O que o autor propôs ontem no debate é o que sustenta sua linha de argumentação no decorrer do livro: faltam mecanismos e estratégias ao governo para a correta aplicação dos recursos financeiros a ponto de alavancar o país ao patamar das economias potencialmente competitivas. O Brasil dispõe de um montante de recursos ociosos, como os de fundo de pensão, de investimentos, os de multinacionais e mesmo de empresas nacionais. De outro lado, desde 2003, o governo vem contemplando setores que precisam de infra-estrutura, disse Medeiros. O Brasil carece, portanto, é de esforço político para avançar tecnologicamente, apontou ele.

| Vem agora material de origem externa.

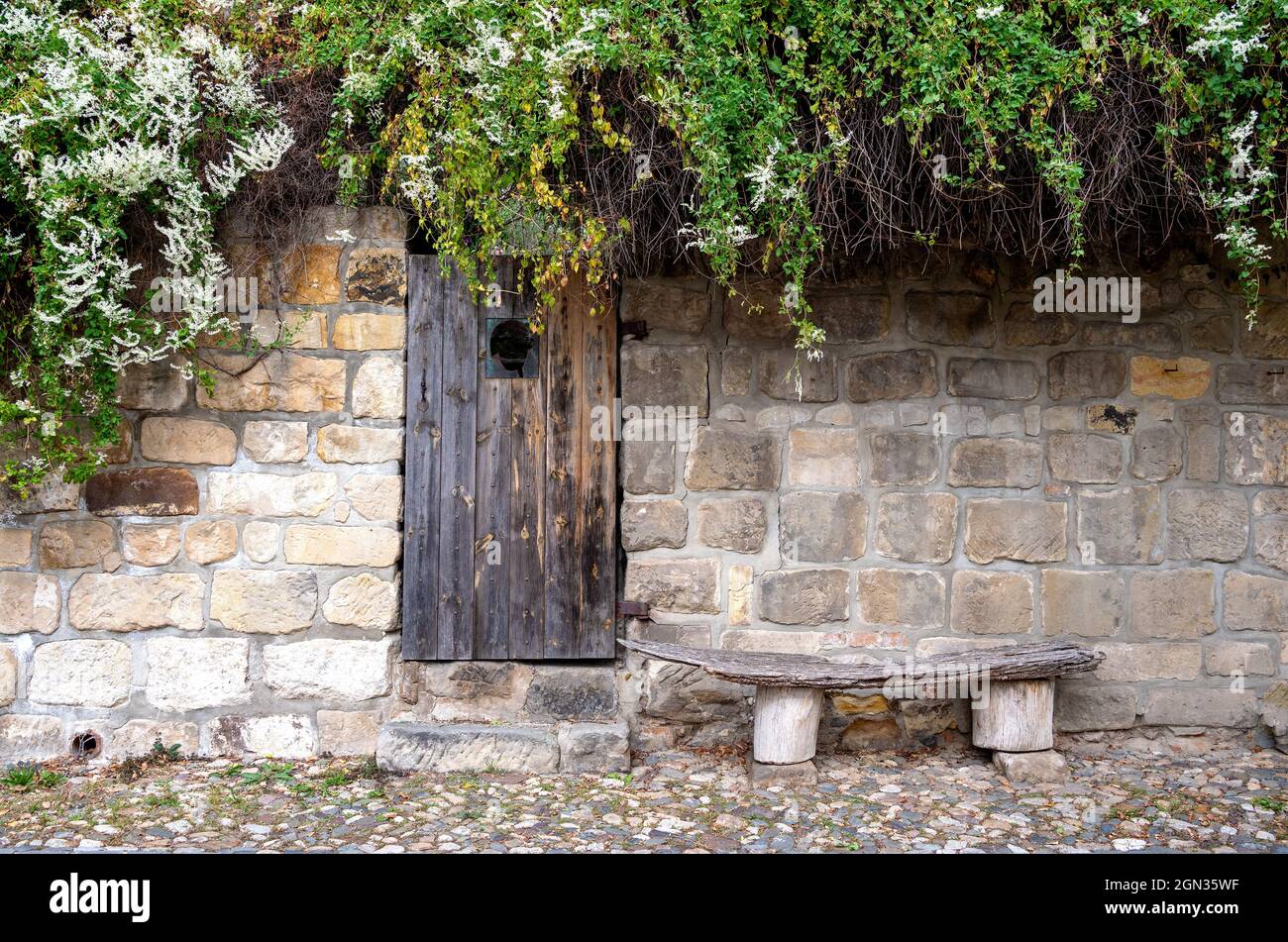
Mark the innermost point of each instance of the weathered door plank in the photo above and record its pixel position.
(493, 538)
(596, 480)
(563, 514)
(527, 507)
(421, 471)
(456, 491)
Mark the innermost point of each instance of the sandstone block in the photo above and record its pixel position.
(271, 443)
(1270, 543)
(465, 748)
(150, 545)
(284, 736)
(380, 389)
(722, 460)
(993, 378)
(682, 585)
(579, 693)
(137, 602)
(359, 446)
(905, 459)
(1203, 447)
(1144, 336)
(804, 596)
(772, 641)
(1086, 374)
(1016, 529)
(1250, 382)
(1151, 662)
(1214, 335)
(210, 541)
(364, 600)
(992, 602)
(278, 382)
(329, 670)
(691, 695)
(848, 318)
(1254, 602)
(187, 440)
(1121, 527)
(312, 275)
(1207, 524)
(1112, 418)
(375, 497)
(1081, 708)
(648, 468)
(263, 601)
(822, 527)
(949, 319)
(1046, 766)
(735, 524)
(370, 332)
(1083, 603)
(898, 374)
(915, 528)
(343, 546)
(787, 374)
(593, 748)
(30, 738)
(1185, 706)
(138, 736)
(1172, 603)
(16, 546)
(269, 495)
(902, 597)
(156, 386)
(1157, 453)
(76, 543)
(823, 457)
(656, 374)
(348, 732)
(1026, 327)
(668, 304)
(29, 602)
(982, 463)
(1085, 459)
(80, 674)
(1237, 659)
(652, 524)
(194, 674)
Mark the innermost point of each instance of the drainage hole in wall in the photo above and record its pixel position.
(86, 745)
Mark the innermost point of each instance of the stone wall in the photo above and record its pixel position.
(960, 471)
(941, 477)
(230, 581)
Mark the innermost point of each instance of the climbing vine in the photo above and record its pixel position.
(756, 138)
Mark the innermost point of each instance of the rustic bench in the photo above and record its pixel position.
(1012, 688)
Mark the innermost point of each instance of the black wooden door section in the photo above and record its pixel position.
(510, 545)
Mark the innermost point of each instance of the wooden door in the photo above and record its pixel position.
(510, 523)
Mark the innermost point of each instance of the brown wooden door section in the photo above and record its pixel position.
(510, 543)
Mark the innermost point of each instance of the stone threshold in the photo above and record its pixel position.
(404, 747)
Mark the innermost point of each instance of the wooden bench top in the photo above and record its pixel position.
(764, 670)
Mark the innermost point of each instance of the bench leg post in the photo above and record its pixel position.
(786, 725)
(1016, 719)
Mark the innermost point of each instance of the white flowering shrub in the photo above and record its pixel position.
(101, 116)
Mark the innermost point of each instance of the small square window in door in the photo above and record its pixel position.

Para o economista, o Estado pode financiar este desenvolvimento hoje sem precisar recorrer à captação de recursos externos, como fizera no passado. Isso garantiria, acrescentou, suporte para o crescimento com inclusão social, gerando um ciclo vicioso pelo qual a guinada da economia promoveria o acesso da população ao consumo, o que, por sua vez, promoveria a expansão do mercado interno.
Medeiros também criticou a política de juros do Banco Central, que classificou de ortodoxa. A adoção por parte do Banco Central de uma taxa básica de juros mais baixa daria condições ao Brasil de expandir sua economia, alfinetou. E sugeriu a interligação entre as estatais, através de uma espécie de holding, para a captação de dividendos como alternativa para mudança de roteiro da política do BC. Com a diminuição da dívida pública, obviamente seria reduzido o endividamento do governo, proporcionando a redução da taxa de juros.
O Estado como gestor
Apontando na mesma direção, o chefe do Departamento de Relações com o Governo do BNDES e professor da Pontifícia Universidade Católica de São Paulo (PUC-SP), Antônio Prado, concorda que há recursos públicos ociosos e que ao governo falta mobilização para o financiamento dos investimentos.

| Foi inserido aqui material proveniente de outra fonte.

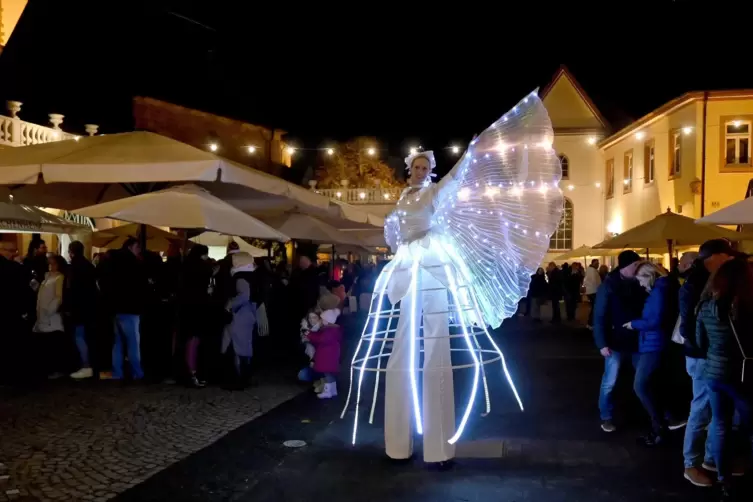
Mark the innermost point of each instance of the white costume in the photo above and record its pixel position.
(465, 249)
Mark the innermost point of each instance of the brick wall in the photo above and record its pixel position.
(200, 129)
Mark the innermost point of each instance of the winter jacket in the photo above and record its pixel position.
(690, 296)
(618, 301)
(659, 315)
(592, 281)
(716, 340)
(327, 342)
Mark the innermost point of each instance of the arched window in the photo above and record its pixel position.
(562, 239)
(565, 162)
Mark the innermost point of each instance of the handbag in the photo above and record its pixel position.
(676, 336)
(740, 345)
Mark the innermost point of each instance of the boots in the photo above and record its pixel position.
(330, 391)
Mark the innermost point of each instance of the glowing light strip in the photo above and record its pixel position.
(371, 343)
(412, 368)
(379, 365)
(502, 356)
(469, 406)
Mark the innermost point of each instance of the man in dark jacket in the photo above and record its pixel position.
(125, 287)
(711, 255)
(619, 300)
(79, 305)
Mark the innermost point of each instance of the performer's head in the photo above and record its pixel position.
(420, 166)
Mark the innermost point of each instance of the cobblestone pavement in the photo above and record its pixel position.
(90, 441)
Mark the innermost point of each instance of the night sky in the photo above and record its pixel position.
(407, 77)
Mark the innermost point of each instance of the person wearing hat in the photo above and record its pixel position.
(238, 332)
(619, 300)
(697, 458)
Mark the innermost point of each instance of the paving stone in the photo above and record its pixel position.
(90, 441)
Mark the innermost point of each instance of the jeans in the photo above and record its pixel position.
(612, 366)
(127, 329)
(83, 348)
(647, 385)
(699, 417)
(725, 398)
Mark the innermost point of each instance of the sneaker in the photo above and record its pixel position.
(195, 382)
(677, 424)
(698, 477)
(738, 469)
(82, 373)
(651, 439)
(330, 391)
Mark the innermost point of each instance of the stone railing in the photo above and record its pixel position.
(362, 195)
(17, 132)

Dados do IBGE apresentados por ele apontam que a União aplicou somente 16% do que poderia investir. Vivemos o paradoxo de possuir fundos, mas que estão sendo esterelizados dentro do sistema financeiro, constatou, também tecendo criticas à política cambial do BC. A Selic é uma taxa ainda muito elevada. E a questão é: se ela não cai em ritmo adequado, arcamos com fenômenos que afetam negativamente a economia, como a taxa de câmbio. Alguns setores investem tendo como referência a taxa de câmbio, já que ela afeta a rentabilidade de diversos segmentos industriais.
Para ele, a gestão da política cambial e monetária pode sinalizar situações que impedem a decisão de investimento pelo governo. Em 2004, por exemplo, o BC decidiu interromper o crescimento dado o cenário de possível inflação que se avizinhava, intimidando a aplicação de recursos dos empresários. A política cambial precisa dar uma chance aos investidores.
Outro ponto levantado pelo professor como entrave à expansão da economia diz respeito à questão de onde investir o capital excedente. Ele afirmou que o melhor caminho seria investir em infra-estrutura porque geraria produtividade e aumentaria a oferta de empregos. E neste caso o papel do Estado através das instituições adequadas é fundamental para um crescimento econômico sustentável com distribuição de renda, arrematou.